Some 2.2 million people filed initial jobless claims through their state unemployment offices in the seven days ended May 16. And at least 2.2 million applied through the federal government’s temporary Pandemic Unemployment Assistance program, the Labor Department said Thursday.
Read:Expanded unemployment benefits: Who qualifies, how to apply
MarketWatch for the first time is reporting jobless claims in raw or actual figures, foregoing the time-honored media practice of using seasonally adjusted numbers. The seasonal adjustments have overstated jobless claims by several million and are less relevant given the nature of a once-in-a-century pandemic. See this congressional report for a fuller explanation.
What happened: The historic pace of layoffs has tapered off since peaking at the end of March, but unemployment has already ballooned to the highest level since World War Two and is likely to get worse.

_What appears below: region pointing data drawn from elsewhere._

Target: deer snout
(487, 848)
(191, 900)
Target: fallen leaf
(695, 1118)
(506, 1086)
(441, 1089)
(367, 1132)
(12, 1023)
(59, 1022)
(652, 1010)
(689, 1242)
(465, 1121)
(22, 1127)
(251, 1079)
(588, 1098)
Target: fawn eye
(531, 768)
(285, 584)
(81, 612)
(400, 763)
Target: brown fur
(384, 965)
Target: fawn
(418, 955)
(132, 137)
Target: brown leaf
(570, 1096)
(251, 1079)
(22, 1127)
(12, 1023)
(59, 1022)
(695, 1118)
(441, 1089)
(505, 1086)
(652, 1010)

Since the coronavirus pandemic and lockdowns started in mid-March, some 35.5 million people have applied for jobless benefits through their states. Roughly 9.2 million have applied via a new federal program that has made self-employed workers and independent contractors such as writers or Uber UBER, +3.23% drivers eligible for the first time ever.
The total: almost 45 million.
The true number of unemployed is impossible to know for sure, but earlier this month the government said 20.5 million workers lost their jobs in April. The unemployment rate shot up to almost 20% unofficially, according to a close reading of the government’s report. The official estimate was 14.7%.

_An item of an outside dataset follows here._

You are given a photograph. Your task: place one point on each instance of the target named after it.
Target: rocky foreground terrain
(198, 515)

Read: Great Depression 2020? The unofficial U.S. jobless rate is at least 20%—or worse
Also: Fed’s Rosengren sees unemployment rate still at double-digit levels at year end
Before the viral outbreak, new jobless claims were in the low 200,000s. Only about 1.7 million Americans were collecting benefits and the unemployment rate was at a half-century low of 3.5%.

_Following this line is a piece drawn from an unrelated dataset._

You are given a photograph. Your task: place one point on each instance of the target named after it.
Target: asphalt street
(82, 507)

The big picture:All 50 states have lifted some restrictions imposed during a nationwide lockdown and some are further ahead than others, but the effort to reopen the economy has been slow going.
Read:The economy is finally recovering, but COVID-19’s ill-effects aren’t going away
The U.S. is in a race for time: The longer it takes to fully reopen, the more likely that millions of seemingly temporary job losses become permanent. If that happens, the jobless rate is likely to remain above 10% through the end of the year and hinder a recovery.
See: MarketWatch Coronavirus Recovery Tracker
Market reaction: The Dow Jones Industrial Average DJIA, +1.52% and S&P 500 SPX, +1.66% were set to open lower in Thursday trades.